Посреди юрты на красивом коврике была расстелена нарядная шерстяная скатерть с каймой. Вокруг неё лежали мягкие лохматые шкурки. Аликул-чабан сидел в юрте и наигрывал на домбре. Увидев нас, старик поспешно поднялся и усадил моего отца на почётное место. Отец стал было отказываться, но Аликул-чабан всё же уговорил его.
— Гость дороже отца родного, говорим мы, узбеки, — улыбнулся старик.
— Да какие мы гости! Каждый день видимся! — возразил отец.
— Ты должен понять, для кого это я говорю. Вот они — гости, — указал старый чабан на меня и Носиршатраму. — Мой Шерали хочет покрепче сдружиться с ними, и вот по нашим узбекским обычаям пригласил ребят в гости…
Отец взглянул на нас так, словно хотел сказать: «Понимаете, как надо серьёзно относиться к дружбе? Вы должны быть верными товарищами. Вас принимают в доме как самых дорогих гостей».
А нам с Носиршатрамой Шерали и без всякого угощения сразу понравился, и, конечно, нам хотелось подружиться с ним надолго.
Ойнос-биби и Шерали внесли в юрту две дымящиеся миски.
— Вот и бешбармак готов! — воскликнул Аликул-чабан. — Отведаете — пальчики оближете!
— А теперь, — сказал Собир-амак, — пусть ребята пожмут друг доугу руки.
— Настоящие друзья ближе, чем родные братья, — сказал мой отец. — Обнимитесь, ребята!
— Правильно говоришь ты, Касым, — произнёс старый чабан. — Обнимитесь, да покрепче! Пусть и дружба ваша будет такой же крепкой!
Мы поочередно обнялись с Шерали.
— Ну, а теперь угощайтесь, — пригласила всех Ойнос-биби. — А то уж остывает.

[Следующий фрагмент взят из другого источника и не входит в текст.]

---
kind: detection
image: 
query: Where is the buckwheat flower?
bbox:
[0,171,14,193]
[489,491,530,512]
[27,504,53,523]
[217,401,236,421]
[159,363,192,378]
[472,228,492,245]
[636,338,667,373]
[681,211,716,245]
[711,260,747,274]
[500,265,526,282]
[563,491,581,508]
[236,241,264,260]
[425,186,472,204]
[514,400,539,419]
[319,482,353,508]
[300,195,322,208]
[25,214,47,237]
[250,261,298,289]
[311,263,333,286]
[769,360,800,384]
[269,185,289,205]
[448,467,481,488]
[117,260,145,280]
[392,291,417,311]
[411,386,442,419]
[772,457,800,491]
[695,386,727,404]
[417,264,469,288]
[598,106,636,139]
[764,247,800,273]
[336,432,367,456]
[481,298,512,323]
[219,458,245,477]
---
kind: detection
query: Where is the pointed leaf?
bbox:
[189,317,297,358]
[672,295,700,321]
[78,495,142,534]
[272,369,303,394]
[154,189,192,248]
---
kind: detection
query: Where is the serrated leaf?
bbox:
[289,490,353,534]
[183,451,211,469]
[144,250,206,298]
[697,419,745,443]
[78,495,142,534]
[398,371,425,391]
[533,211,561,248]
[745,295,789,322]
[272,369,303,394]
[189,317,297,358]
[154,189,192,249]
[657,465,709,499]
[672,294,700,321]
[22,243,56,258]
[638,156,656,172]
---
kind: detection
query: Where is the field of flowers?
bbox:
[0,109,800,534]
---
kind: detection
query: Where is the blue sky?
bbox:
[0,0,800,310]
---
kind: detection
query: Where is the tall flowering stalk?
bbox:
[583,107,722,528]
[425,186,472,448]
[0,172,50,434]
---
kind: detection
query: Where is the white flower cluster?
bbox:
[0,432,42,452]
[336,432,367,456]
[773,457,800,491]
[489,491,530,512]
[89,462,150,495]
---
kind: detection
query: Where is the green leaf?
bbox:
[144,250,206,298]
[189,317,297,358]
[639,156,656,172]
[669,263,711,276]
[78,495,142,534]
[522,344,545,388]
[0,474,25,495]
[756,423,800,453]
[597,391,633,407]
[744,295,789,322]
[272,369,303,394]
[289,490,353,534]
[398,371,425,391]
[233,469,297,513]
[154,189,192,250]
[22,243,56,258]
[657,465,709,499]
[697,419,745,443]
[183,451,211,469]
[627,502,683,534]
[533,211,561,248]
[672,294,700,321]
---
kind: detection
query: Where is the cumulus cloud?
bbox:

Правду сказал Аликул-чабан: бешбармак оказался необыкновенно вкусным. И чем больше я ел, тем вкуснее он казался. Надо будет в свободную минуту прийти к Ойнос-биби и хорошенько расспросить её: пусть и мама приготовит такой бешбармак.
Я так был занят вкусной едой, что не замечал ничего вокруг, а любопытный Носиршатрама уже успел оглядеть всю юрту. Он тихонько толкнул меня локтем и кивком головы указал на стену юрты. Я поднял голову.
На решётке висели такие огромные закрученные бараньи рога, что я даже рот разинул и про бешбармак позабыл.
— Эй, молодцы, на что это вы уставились? — окликнул нас Аликул-чабан. — Ешьте!
— Ух, и интересные же ро-га-а! — восхищённо протянул Носиршатрама.
Ойнос-биби быстро взглянула на мужа и рассмеялась. Не сдержал улыбки и сам Аликул-чабан. Все мы с недоумением смотрели на веселящихся стариков и ничего не понимали.
— История у этих рогов длинная, — сказал Аликул-чабан. — Ну да ладно, сначала ешьте!
Мы снова набросились на еду и опорожнили ещё две миски.
— Приготовь-ка гостям чаю покрепче, — сказал Аликул-чабан жене. — А я пока расскажу об этих рогах.
Захватив миски, Ойнос-биби вышла из юрты. Старик встал, чтобы снять со стены удивительные рога, как снаружи послышался голос Ойнос-биби:
— Шерали! Встречай гостей из кишлака.
В тот раз нам так и не удалось узнать историю удивительных рогов.